When Apple launches iMessage, a free alternative to traditional text messaging, it could have a damaging impact on mobile carriers.
The carriers still charge outrageous fees for texting – as much as 20 cents per message. Of course, anyone who texts regularly most likely has an unlimited texting plan for about $20 per month.
But that $20 is not insignificant when added to all the other line-item charges customers have to deal with these days, and many would prefer to scrap that fee altogether.
After all, there have been alternatives to texting since the last century. Phones with a data plan are able to send instant messages through Google Talk, Skype, AOL Instant Messenger, Windows Live Messenger, and others.

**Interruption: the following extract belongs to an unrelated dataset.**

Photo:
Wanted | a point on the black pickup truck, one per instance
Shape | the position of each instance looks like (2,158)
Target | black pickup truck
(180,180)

And not to be forgotten, it’s simple to send and received e-mails from pretty much any phone these days.
However, texting remains the only real way to send messages to people through a phone number rather than a sceen name or e-mail address, and they can be sent and received without mobile data.
Apple’s iMessage platform, expected to be revealed this week, cannot offer those amenities, but it will allow users to send messages over Wi-Fi and mobile data networks, with an aesthetic that looks like texting on an iPhone, and with technology that can send the messages instantly.
But for a company like Verizon, which gets $7 billion a year in revenue from texting fees, it could be a real killer.
So in the end, it could mean higher calling plan prices and charges for mobile data, but clearly the idea of old-school texting is starting to look out of date.